Premium
Detection of apoptotic caspase activation in sera from patients with chronic HCV infection is associated with fibrotic liver injury
Author(s) -
Bantel Heike,
Lügering Andreas,
Heidemann Jan,
Volkmann Xandra,
Poremba Christopher,
Strassburg Christian P.,
Manns Michael Peter,
SchulzeOsthoff Klaus
Publication year - 2004
Publication title -
hepatology
Language(s) - English
Resource type - Journals
SCImago Journal Rank - 5.488
H-Index - 361
eISSN - 1527-3350
pISSN - 0270-9139
DOI - 10.1002/hep.20411
Subject(s) - cirrhosis , hepatocellular carcinoma , fibrosis , medicine , liver injury , hepatitis c virus , apoptosis , caspase 3 , caspase , hepatitis c , pathology , immunology , biology , virus , programmed cell death , biochemistry
Chronic hepatitis C virus (HCV) infection is characterized by inflammatory liver damage and is associated with a high risk of development of cirrhosis and hepatocellular carcinoma. Although histological examination of liver biopsies is currently the gold standard for the detection of early liver damage, there is a strong need for better noninvasive methods.
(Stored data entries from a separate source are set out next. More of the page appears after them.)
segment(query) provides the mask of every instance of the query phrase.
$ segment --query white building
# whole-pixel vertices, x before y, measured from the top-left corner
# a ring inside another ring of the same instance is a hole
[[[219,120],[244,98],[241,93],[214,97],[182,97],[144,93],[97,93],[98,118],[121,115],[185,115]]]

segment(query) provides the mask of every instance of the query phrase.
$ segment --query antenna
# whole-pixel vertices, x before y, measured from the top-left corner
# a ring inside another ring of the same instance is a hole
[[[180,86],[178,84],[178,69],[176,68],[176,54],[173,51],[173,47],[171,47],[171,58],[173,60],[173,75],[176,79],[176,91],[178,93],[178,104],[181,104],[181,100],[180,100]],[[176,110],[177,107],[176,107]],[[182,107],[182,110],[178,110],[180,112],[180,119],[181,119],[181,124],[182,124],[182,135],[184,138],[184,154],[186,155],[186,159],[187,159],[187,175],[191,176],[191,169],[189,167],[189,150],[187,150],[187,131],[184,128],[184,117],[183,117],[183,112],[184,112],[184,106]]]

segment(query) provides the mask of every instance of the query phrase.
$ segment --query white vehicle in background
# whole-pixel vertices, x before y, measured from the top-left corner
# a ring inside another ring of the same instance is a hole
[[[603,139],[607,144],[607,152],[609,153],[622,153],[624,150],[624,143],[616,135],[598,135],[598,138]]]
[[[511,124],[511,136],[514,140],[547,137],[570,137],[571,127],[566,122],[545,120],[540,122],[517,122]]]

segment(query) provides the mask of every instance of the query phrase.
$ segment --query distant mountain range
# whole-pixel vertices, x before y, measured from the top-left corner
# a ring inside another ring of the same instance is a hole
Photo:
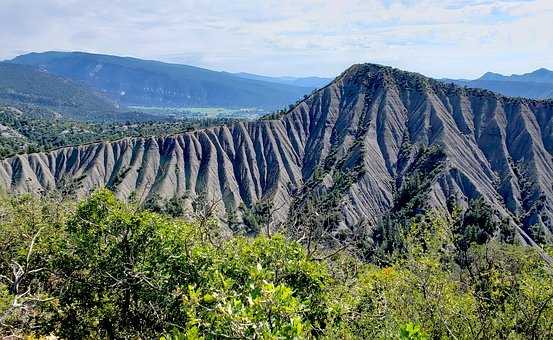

We recently demonstrated that the proapoptotic activation of caspases is considerably enhanced in histological sections from HCV‐infected liver tissue, suggesting an important role of apoptosis in liver damage. Here, we investigated whether caspase activation is detectable also in sera from patients with chronic HCV infection. Using a novel enzyme‐linked immunosorbent assay that selectively recognizes a proteolytic neoepitope of the caspase substrate cytokeratin‐18, we demonstrate that caspase activity is markedly increased in the sera of HCV patients. Interestingly, while 27% of patients with chronic HCV infection showed normal aminotransferase levels despite inflammatory and fibrotic liver damage, more than 50% of those patients exhibited already elevated serum caspase activity. Moreover, 30% of patients with normal aminotransferase but elevated caspase activity revealed higher stages of fibrosis. In conclusion , compared with conventional surrogate markers such as aminotransferases, detection of caspase activity in serum might be a more sensitive method of detecting early liver injury. Thus, measurement of caspase activity might provide a novel diagnostic tool, especially for patients with normal aminotransferases but otherwise undiagnosed histologically active hepatitis and progressive fibrosis. (H EPATOLOGY 2004;40:1078–1087.)